Comment les
islamistes tentent de justifier l'assassinat de prêtres
Alors que
l'islam reconnaît le christianisme comme religion révélée, pour les
djihadistes, les prêtres "à la tête de la mécréance" doivent être
tués.
L'assassinat fin
juillet de Jacques Hamel, prêtre auxiliaire de la paroisse de Saint-Étienne-du-Rouvray,
âgé de 85 ans, a horrifié la grande majorité des musulmans. Certains
ont même tenu à se rendre à la messe le dimanche suivant pour manifester leur
solidarité avec les chrétiens. La protection des chrétiens et des juifs est un
principe de la loi islamique depuis les origines. La tradition musulmane
recommande de respecter le clergé chrétien. Le Coran ne dit-il pas que Jésus
est un « messager divin » comme le prophète Muhammad ?* Alors,
pour justifier leur crime, les adeptes de l'organisation islamique exhibent sur
Internet des écrits, souvent vieux de plusieurs siècles, émanant de théologiens
particulièrement extrémistes.Spécialisée dans l'analyse stratégique, la société suisse JMF Recherches et Analyses a ainsi retrouvé sur les réseaux sociaux des textes qui tentent de faire la différence entre les moines et les prêtres. « Le moine dans son monastère ne doit pas être tué ni les gens des églises qui ne côtoient pas les gens extérieurs à l'église », écrit le juriste Muhammad Amin Ibn Abidin, décédé en 1836. « Mais s'ils les côtoient, alors ils sont tués comme le prêtre », ajoute-t-il. Certains islamistes, durant la guerre civile algérienne, avaient ainsi pu justifier l'assassinat des moines de Tibhirine. Même s'ils ne faisaient pas de prosélytisme, les religieux côtoyaient les villageois, allant même jusqu'à les soigner…
Viser
particulièrement les religieux
Si les moines restent
cloîtrés dans leur monastère, ils ne représentent pas un danger pour l'islam.

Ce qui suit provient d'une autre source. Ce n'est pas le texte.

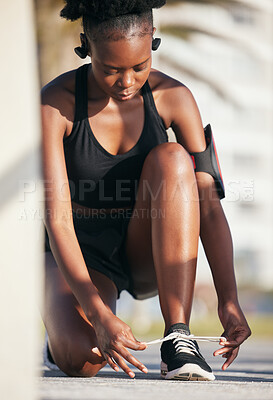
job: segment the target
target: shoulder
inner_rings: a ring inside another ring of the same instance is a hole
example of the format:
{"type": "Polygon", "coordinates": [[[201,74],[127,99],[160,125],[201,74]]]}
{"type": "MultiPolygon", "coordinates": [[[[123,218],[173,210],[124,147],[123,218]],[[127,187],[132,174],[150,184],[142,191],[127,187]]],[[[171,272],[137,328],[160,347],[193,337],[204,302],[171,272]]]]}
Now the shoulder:
{"type": "Polygon", "coordinates": [[[177,79],[165,74],[158,69],[152,68],[149,75],[149,84],[153,90],[167,90],[175,88],[186,88],[186,86],[177,79]]]}
{"type": "Polygon", "coordinates": [[[76,70],[65,72],[47,83],[41,90],[41,118],[43,134],[62,140],[71,129],[75,109],[76,70]]]}
{"type": "Polygon", "coordinates": [[[41,89],[42,108],[55,110],[67,119],[73,118],[75,77],[76,69],[65,72],[48,82],[41,89]]]}
{"type": "Polygon", "coordinates": [[[171,76],[152,69],[149,84],[160,116],[169,128],[181,110],[195,108],[196,103],[191,90],[171,76]]]}
{"type": "Polygon", "coordinates": [[[74,93],[75,91],[76,70],[64,72],[52,81],[48,82],[41,90],[42,99],[63,95],[65,93],[74,93]]]}

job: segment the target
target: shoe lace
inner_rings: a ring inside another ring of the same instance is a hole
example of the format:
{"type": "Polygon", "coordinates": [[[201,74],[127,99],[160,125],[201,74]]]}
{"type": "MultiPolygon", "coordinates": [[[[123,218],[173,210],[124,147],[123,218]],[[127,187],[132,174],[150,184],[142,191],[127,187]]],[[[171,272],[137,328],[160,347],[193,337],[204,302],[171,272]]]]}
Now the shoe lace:
{"type": "Polygon", "coordinates": [[[194,336],[194,335],[185,335],[185,334],[178,333],[178,332],[172,332],[168,336],[165,336],[161,339],[152,340],[151,342],[146,342],[146,344],[150,345],[150,344],[162,343],[167,340],[173,340],[176,338],[181,339],[181,340],[184,339],[187,342],[191,339],[194,339],[195,341],[199,340],[199,341],[204,341],[204,342],[219,342],[220,340],[222,340],[222,341],[227,340],[223,336],[220,336],[220,337],[218,337],[218,336],[217,337],[216,336],[194,336]]]}
{"type": "Polygon", "coordinates": [[[196,347],[197,345],[194,343],[193,340],[190,339],[182,339],[180,337],[177,337],[173,339],[173,344],[175,347],[175,353],[188,353],[192,355],[197,355],[200,356],[200,353],[198,351],[198,348],[196,347]]]}

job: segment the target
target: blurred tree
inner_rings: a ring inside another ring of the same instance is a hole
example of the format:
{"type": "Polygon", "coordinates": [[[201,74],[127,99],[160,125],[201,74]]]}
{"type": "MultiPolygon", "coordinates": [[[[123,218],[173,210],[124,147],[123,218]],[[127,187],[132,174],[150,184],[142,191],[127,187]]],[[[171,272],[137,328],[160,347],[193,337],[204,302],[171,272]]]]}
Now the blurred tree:
{"type": "Polygon", "coordinates": [[[70,22],[59,16],[63,0],[34,0],[41,86],[74,69],[81,61],[74,53],[80,44],[79,21],[70,22]]]}
{"type": "MultiPolygon", "coordinates": [[[[243,1],[242,1],[243,2],[243,1]]],[[[175,3],[201,3],[201,4],[218,4],[221,6],[226,6],[231,3],[240,3],[240,0],[167,0],[167,4],[175,3]]]]}
{"type": "MultiPolygon", "coordinates": [[[[199,3],[200,5],[217,4],[228,8],[231,5],[240,5],[240,0],[167,0],[167,6],[179,4],[199,3]]],[[[243,4],[244,2],[241,2],[243,4]]],[[[82,30],[79,21],[70,22],[59,16],[64,6],[64,0],[34,0],[36,11],[36,27],[38,41],[38,55],[40,66],[40,81],[43,86],[59,74],[74,69],[82,61],[75,55],[73,48],[78,46],[79,34],[82,30]]],[[[161,13],[164,20],[164,10],[161,13]]],[[[196,27],[177,26],[173,24],[161,25],[161,30],[184,40],[190,40],[196,27]]]]}
{"type": "MultiPolygon", "coordinates": [[[[181,39],[181,43],[186,44],[188,53],[191,53],[190,56],[196,48],[197,56],[195,62],[189,66],[186,56],[184,61],[181,59],[178,61],[175,54],[172,56],[162,51],[159,62],[207,84],[222,99],[239,107],[240,104],[233,93],[226,90],[218,76],[204,73],[202,68],[197,68],[200,54],[196,43],[200,38],[207,40],[206,43],[209,43],[210,39],[217,39],[219,43],[222,43],[223,48],[233,46],[234,49],[238,48],[241,54],[252,54],[253,41],[243,32],[243,29],[250,30],[249,23],[252,23],[257,5],[252,0],[167,0],[167,5],[169,8],[165,8],[165,14],[164,10],[159,14],[160,31],[181,39]]],[[[229,62],[233,61],[230,59],[229,62]]],[[[213,59],[211,63],[213,64],[213,59]]]]}

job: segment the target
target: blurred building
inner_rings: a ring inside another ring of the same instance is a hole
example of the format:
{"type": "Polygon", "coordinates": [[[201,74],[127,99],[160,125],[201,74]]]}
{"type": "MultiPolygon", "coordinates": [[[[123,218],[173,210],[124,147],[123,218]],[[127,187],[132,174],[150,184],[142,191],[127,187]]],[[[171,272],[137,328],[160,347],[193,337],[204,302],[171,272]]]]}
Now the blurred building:
{"type": "Polygon", "coordinates": [[[273,2],[169,3],[155,12],[154,66],[189,87],[212,125],[239,284],[273,289],[273,2]]]}

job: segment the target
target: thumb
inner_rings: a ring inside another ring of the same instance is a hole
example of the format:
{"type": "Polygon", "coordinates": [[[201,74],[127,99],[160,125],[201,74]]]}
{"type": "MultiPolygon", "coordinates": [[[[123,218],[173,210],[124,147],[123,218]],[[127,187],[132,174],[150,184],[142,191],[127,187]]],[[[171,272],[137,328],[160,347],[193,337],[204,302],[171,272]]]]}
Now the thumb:
{"type": "Polygon", "coordinates": [[[227,339],[227,341],[229,341],[231,339],[233,331],[234,331],[233,327],[226,328],[224,330],[222,336],[225,337],[227,339]]]}
{"type": "Polygon", "coordinates": [[[134,337],[134,339],[135,339],[135,345],[137,347],[136,350],[145,350],[145,349],[147,349],[147,347],[148,347],[147,343],[141,342],[141,341],[137,340],[135,337],[134,337]]]}
{"type": "Polygon", "coordinates": [[[147,348],[145,342],[139,342],[135,337],[133,337],[133,339],[127,339],[126,346],[132,350],[145,350],[147,348]]]}
{"type": "Polygon", "coordinates": [[[137,340],[135,337],[134,337],[134,340],[135,340],[135,345],[137,347],[137,350],[147,349],[148,345],[145,342],[141,342],[141,341],[137,340]]]}
{"type": "Polygon", "coordinates": [[[148,345],[145,342],[139,342],[138,340],[136,341],[138,344],[138,350],[145,350],[147,349],[148,345]]]}
{"type": "Polygon", "coordinates": [[[136,350],[145,350],[145,349],[147,349],[147,347],[148,347],[147,343],[137,340],[134,334],[133,334],[133,339],[134,339],[135,345],[137,347],[136,350]]]}

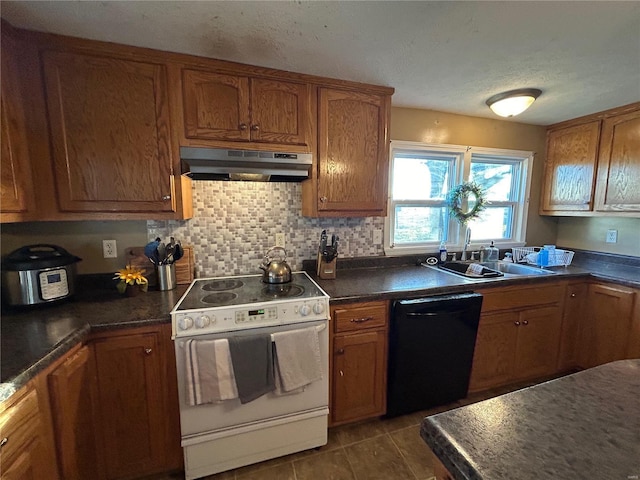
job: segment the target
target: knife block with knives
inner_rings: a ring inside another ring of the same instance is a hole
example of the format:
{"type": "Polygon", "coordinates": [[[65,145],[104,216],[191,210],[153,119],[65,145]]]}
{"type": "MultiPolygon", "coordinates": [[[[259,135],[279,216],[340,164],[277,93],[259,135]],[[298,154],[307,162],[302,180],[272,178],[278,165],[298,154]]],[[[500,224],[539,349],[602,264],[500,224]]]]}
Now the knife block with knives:
{"type": "Polygon", "coordinates": [[[317,275],[323,280],[336,278],[336,265],[338,263],[338,240],[331,235],[331,243],[327,241],[327,231],[320,235],[320,247],[318,248],[317,275]]]}

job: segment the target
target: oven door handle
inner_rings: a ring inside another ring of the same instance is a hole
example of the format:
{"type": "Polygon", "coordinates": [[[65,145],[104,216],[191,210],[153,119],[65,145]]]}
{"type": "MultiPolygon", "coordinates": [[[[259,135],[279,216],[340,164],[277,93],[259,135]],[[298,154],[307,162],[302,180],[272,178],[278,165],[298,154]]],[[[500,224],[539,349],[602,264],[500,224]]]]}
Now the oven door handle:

En revanche, un prêtre comme Jacques Hamel, « qui se mêle aux
fidèles », est considéré comme « se trouvant à la tête de la
mécréance », prétendent les djihadistes. Taqî ad-Dîn Ahmad Ibn Taymiyya
(1263-1328) va plus loin encore en considérant que les prêtres doivent être
spécialement visés en cas de guerre. Or, Daech se considère comme étant en
guerre contre les « croisés » et les juifs. Le théologien Ibn
Taymiyya, particulièrement radical, a longtemps été oublié, avant qu'il ne
serve de référence théologique d'abord au courant wahhabite, en Arabie saoudite,
puis aux militants islamistes, afin de légitimer leurs actions violentes.Quitte d'ailleurs à déformer les écrits de ce salafiste, mort en prison à Damas au XIVe siècle. Il faut dire qu'Ibn Taymiyya avait été emprisonné en raison d'une de ses fatwas qui interdisait de se rendre à La Mecque sur la tombe du prophète... Il fallait, selon lui, visiter la mosquée à côté de la tombe, mais pas la tombe elle-même. Pour JMF Recherches et Analyses, qui édite le site web terrorisme.net, il est clair que les partisans de l'organisation État islamique tentent « de justifier cet assassinat de prêtre auprès d'un public musulman aussi large que possible, et de préparer ce public à d'autres actes du même genre qui pourraient suivre »**.
Daech
décrypté
Le site
terrorisme.net décrypte également le numéro de juillet 2016 de Dabiq, le magazine de Daech, intitulé
« Break the cross » (Briser la croix). Pour cette publication, il ne
s'agit pas seulement de combattre les chrétiens et les juifs, notamment en
frappant « derrière les lignes ennemies », il faut carrément les haïr !
Un article est ainsi intitulé : « Pourquoi nous vous haïssons et
pourquoi nous vous combattons ». La première raison de cette haine ne
tiendrait pas à la politique étrangère des pays occidentaux (qui sont
intervenus militairement en Afghanistan,
en Irak, en Libye), mais
au simple fait qu'en n'étant pas musulman, les chrétiens et les juifs brisent
l'unité d'Allah… crime impardonnable.Les djihadistes semblent faire bien peu de cas de la sourate du Coran sur les infidèles :
O infidèles,
Je n'adorerai point ce que vous adorez.
Vous n'adorerez pas ce que j'adore.
Je n'adore pas ce que vous adorez.
Vous n'adorez pas ce que j'adore.
Vous avez votre religion, et moi j'ai la mienne.
* Dictionnaire encyclopédique de l'islam, Cyril Glassé, Bordas, 1991.
** « Des sympathisants de l'organisation État islamique font circuler en ligne des textes pour justifier religieusement l'assassinat des prêtres », www.terrorisme.net.